Self-solving: Fixed any errors myself through prior knowledge/experience I have developed from this internship
Organization: I created a folder for my outputs, and properly uploaded it (in addition to the other folders) on GitHub
Organized by code by commenting
Three Achievement Highlights:
Performed quality control on GSE66272 (arrayQualityMetrics); created two PCA plots
DGE analysis: Successfully identified and removed outliers, and annotated probe IDs to their designated gene SYMBOLS
Functional Analysis: performed GEO and GSEA and created plots/graphs
Tasks Completed:
In this module I did nothing new, but rather applied my skills and knowledge from previous modules to a new data set: GSE66272, which is about renal cancer, specifically CCRCC, which is a very aggressive form of it.

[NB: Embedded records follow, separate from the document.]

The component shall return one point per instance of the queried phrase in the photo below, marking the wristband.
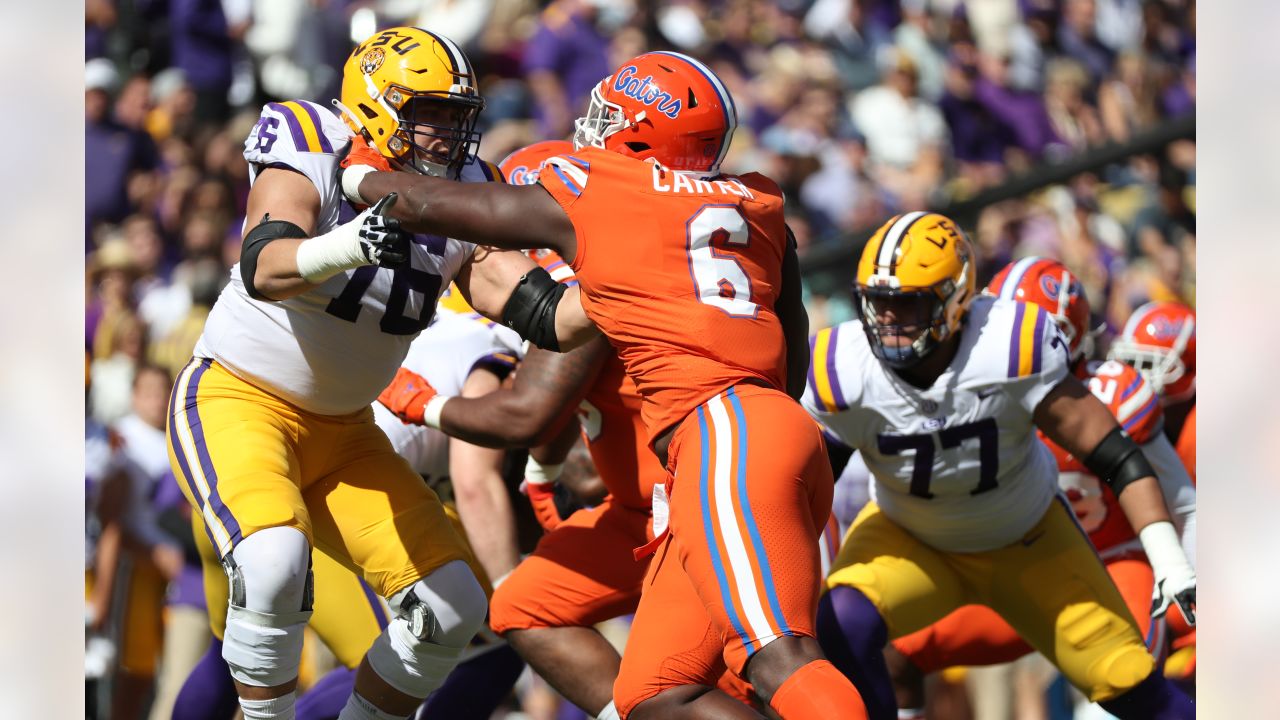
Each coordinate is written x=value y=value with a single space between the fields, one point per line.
x=351 y=178
x=324 y=256
x=433 y=409
x=539 y=474
x=1164 y=551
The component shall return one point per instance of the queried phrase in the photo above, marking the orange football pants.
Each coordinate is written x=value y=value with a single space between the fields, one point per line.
x=976 y=636
x=750 y=488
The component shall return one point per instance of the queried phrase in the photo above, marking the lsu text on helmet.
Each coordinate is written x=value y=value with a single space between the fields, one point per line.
x=414 y=95
x=521 y=167
x=1051 y=286
x=915 y=281
x=1160 y=342
x=664 y=106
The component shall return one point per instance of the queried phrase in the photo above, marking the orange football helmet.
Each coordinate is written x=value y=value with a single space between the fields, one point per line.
x=662 y=105
x=521 y=167
x=1160 y=341
x=1051 y=286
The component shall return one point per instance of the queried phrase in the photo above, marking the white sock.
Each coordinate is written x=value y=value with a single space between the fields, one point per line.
x=360 y=709
x=275 y=709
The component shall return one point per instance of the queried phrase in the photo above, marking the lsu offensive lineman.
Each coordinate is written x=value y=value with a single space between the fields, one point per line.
x=942 y=392
x=270 y=431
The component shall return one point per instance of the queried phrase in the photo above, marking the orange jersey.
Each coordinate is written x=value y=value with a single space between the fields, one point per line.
x=1187 y=443
x=1137 y=408
x=611 y=420
x=681 y=274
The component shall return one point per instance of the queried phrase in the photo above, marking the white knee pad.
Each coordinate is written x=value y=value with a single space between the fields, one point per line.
x=270 y=604
x=435 y=618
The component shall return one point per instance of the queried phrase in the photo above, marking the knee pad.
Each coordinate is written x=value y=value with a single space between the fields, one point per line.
x=269 y=574
x=435 y=618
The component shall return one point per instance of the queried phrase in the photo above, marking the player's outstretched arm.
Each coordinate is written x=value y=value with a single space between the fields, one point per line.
x=515 y=217
x=795 y=320
x=543 y=397
x=510 y=288
x=480 y=492
x=1083 y=425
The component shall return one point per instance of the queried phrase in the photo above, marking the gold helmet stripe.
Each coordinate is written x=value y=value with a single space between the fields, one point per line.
x=886 y=260
x=457 y=60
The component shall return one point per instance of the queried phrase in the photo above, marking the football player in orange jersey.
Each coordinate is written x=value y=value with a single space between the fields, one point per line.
x=584 y=570
x=977 y=636
x=693 y=277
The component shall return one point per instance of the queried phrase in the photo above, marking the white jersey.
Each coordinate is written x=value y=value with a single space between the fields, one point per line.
x=958 y=464
x=333 y=349
x=446 y=354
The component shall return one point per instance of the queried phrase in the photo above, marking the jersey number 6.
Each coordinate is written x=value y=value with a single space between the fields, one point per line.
x=718 y=277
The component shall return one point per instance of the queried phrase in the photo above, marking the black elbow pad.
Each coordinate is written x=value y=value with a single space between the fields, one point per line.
x=255 y=241
x=531 y=309
x=1119 y=461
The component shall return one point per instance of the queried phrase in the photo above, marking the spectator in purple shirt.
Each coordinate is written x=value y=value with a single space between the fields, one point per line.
x=201 y=48
x=113 y=153
x=1078 y=37
x=563 y=60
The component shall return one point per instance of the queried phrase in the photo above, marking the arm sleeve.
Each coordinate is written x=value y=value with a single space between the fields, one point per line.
x=1176 y=487
x=1038 y=356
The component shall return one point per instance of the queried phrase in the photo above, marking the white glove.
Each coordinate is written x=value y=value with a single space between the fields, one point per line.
x=1175 y=579
x=370 y=238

Just like the previous lung cancer data set I analysed (GSE19804), the data is profiled by array. I downloaded the data .CEL and series matrix text file, from which I was to import data into RStudio and create metadata. From then I performed a quality control test (specifically arrayQualityMetrics) and then normalized the data using gcrma. Afterwards, I visualize the data (both the raw and normalized) using a PCA model. Then I moved onto DGE analysis, where I identified and removed the outlier probe IDs to their respectful gene SYMBOLS, and removed duplicate symbols, probe IDs, and NAs. Afterwards I merged the annotated data with the normalized data with no outliers by row names and filtered the data. On this data I performed limma analysis, from which I made a top table and made a heat map from. Then I moved onto functional analysis, where I performed gene ontology and GSEA and generated plots/graphs.